Herc Hits Hard, Except When he Misses
Originally Released: 1997
What is there to say about Hercules? Here is an entry that is as uneven as they come. The production team at Disney decided to bring the ages-old tale to a more modern place by turning Hercules into a 1990’s sports icon, complete with his own endorsements and shoe contracts. With the success of Aladdin, it was natural for Disney to want to dive in headfirst in the contemporary animated comedy, and Hercules took this concept to a new level. Whereas most of the modern jokes in Aladdin were limited to the Genie, in Hercules, the entire ancient greek population was aware of modern conventions. I believe this is where many of the gags break down. There is an inconsistency in tone and setting that is hard to reconcile.
Despite the inconsistencies, some things I thought were done particularly well. For example, I did laugh at the Herculade commercial and gag. While the soft drink reference in the picture above would be more consistent with the Mountain Dew commercials in the 90’s than Gatorade (watch this example to see what I mean – clearly all true heroes keep their mouth at least 3 inches away from the drink container), it did capture the essence of the soda and sports drink marketing of the time.
Another moment is when Hercules is posing for the pottery artist. Not only is this a nod to the real mythology where Hercules is often depicted wearing a lion skin, It also is also notable that Andreas Dejas was the animator for both Hercules and Scar in The Lion King. Additionally, we see that Zazu’s comments about throw rugs were quite accurate!
I enjoyed some of the casting choices as well. To me, the real stars of the film are James Woods as Hades and Susan Egan as Megara. James Woods brought a new dimension to the disney villain by being a fast-talking, sleazy salesman type with a real sense of humor. Susan Egan was the first Belle on Disney’s Broadway version of Beauty and the Beast, so getting her to transition over to the real deal must have been a very simple and natural choice (it’s too bad she did not get more musical numbers, though! That voice!) I also liked the inclusion of Danny DeVito as Phil.
Another nice little touch was the use of Charlton Heston for the initial narration. I didn’t realize it was him at first, but when I saw his name on the credits, I thought it was a great nod to a great actor (it was almost as good as this tribute to Heston’s greatness), even if the muses didn’t appreciate his approach to narration.

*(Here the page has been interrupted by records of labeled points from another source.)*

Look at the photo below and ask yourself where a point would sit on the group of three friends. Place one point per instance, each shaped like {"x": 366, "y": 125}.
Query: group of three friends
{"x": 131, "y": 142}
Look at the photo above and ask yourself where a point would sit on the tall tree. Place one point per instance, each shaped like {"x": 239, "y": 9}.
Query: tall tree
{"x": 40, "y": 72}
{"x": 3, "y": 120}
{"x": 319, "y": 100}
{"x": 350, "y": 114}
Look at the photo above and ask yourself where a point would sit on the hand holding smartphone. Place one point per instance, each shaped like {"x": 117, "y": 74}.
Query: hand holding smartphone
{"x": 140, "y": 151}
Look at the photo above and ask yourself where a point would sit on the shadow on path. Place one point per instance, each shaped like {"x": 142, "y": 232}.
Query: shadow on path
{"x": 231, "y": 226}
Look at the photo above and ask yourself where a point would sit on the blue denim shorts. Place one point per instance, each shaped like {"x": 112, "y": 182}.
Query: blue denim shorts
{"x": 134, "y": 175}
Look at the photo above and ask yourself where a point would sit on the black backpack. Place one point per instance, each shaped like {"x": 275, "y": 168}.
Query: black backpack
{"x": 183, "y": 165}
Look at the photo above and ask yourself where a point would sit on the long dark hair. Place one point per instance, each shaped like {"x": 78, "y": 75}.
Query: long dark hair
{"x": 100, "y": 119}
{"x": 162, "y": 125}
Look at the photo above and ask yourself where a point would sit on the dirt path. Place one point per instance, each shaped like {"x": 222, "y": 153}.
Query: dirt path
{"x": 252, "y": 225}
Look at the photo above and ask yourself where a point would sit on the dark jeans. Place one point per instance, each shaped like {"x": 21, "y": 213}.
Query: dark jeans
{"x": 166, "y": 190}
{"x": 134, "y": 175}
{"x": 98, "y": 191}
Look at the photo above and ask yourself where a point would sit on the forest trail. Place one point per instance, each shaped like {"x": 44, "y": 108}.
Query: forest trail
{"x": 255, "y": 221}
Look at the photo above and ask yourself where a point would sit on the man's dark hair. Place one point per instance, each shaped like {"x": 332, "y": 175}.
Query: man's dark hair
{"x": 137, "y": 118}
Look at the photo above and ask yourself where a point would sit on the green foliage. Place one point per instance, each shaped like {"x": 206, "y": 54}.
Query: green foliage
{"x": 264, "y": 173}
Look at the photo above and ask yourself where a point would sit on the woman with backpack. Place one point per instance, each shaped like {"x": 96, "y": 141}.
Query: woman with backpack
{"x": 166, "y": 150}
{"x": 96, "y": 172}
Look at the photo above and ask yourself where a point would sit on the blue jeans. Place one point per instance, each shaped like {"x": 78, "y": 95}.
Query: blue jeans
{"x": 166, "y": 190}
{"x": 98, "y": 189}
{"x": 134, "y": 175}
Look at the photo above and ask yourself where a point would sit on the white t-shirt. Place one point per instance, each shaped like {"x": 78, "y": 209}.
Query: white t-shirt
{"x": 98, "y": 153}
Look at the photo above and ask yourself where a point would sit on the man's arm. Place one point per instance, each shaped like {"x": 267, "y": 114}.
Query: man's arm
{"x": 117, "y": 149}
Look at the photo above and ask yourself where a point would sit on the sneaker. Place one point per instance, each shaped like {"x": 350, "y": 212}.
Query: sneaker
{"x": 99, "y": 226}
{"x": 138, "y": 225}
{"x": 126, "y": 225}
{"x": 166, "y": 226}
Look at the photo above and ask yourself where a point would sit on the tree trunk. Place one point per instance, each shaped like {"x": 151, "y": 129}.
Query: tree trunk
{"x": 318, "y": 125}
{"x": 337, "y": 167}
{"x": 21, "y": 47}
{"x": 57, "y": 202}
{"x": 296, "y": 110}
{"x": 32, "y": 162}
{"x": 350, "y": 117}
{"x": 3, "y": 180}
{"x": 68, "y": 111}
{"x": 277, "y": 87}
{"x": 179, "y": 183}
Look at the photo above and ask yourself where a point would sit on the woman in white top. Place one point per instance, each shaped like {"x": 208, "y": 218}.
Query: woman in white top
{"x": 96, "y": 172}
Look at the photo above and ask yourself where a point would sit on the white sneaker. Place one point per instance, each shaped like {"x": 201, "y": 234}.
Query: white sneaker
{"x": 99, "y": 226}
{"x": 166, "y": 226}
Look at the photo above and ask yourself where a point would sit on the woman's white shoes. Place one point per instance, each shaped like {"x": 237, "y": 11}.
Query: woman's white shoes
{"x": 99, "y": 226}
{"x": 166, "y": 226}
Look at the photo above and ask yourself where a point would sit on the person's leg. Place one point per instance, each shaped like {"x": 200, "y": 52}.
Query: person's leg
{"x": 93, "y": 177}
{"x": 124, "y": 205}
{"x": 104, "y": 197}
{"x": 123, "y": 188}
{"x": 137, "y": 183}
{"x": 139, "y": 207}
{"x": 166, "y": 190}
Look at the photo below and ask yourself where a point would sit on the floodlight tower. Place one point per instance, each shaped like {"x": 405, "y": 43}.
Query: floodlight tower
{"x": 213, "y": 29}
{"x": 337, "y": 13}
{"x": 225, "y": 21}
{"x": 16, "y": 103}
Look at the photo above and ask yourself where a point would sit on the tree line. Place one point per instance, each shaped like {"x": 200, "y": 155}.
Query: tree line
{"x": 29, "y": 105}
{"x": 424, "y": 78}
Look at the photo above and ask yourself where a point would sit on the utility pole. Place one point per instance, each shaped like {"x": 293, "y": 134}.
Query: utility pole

Which brings me to some things I didn’t appreciate as much. I mentioned inconsistencies before, and to me, the idea of Gospel singers (which is Christian through and through) singing about false pagan gods and calling it “the Gospel Truth” is just too much to reconcile. Even though the songs can be quite catchy and fun, they feel like they don’t belong in the film. So this leaves Hercules trying to somehow mesh 1990’s America, 1000 B.C. Ancient Greece, ancient polytheistic beliefs, and southern Christian gospel music into a harmonious, tidy package. That is a hard thing to do, and I don’t think they pulled it off.
In addition to this, some of the story ideas and more blatant jokes fell kind of flat to me. I don’t buy into Hercules being a nobody or outsider as a kid. Plus, I doubt that anybody would have the guts to call someone with the ability to knock down giant pillars “Jerkules,” even if they were thinking it on the inside. Beyond story miss steps, some of the modern references like Marilyn Monroe and the American Express card also make little sense to me.
Lastly, the scene that Hercules argues with Phil and makes him mad was so similar to the scene where Aladdin argues with Genie and makes him mad that I thought I was having a deja vu moment. Sadly, the dreaded “formula” can be found popping up in moments of Hercules.
So overall, does Hercules succeed? Interestingly, it is in the quieter and subtler moments and references that Herc and his gang reaches the highest heights, while some bigger, louder moments cause the film to fall back down to earth.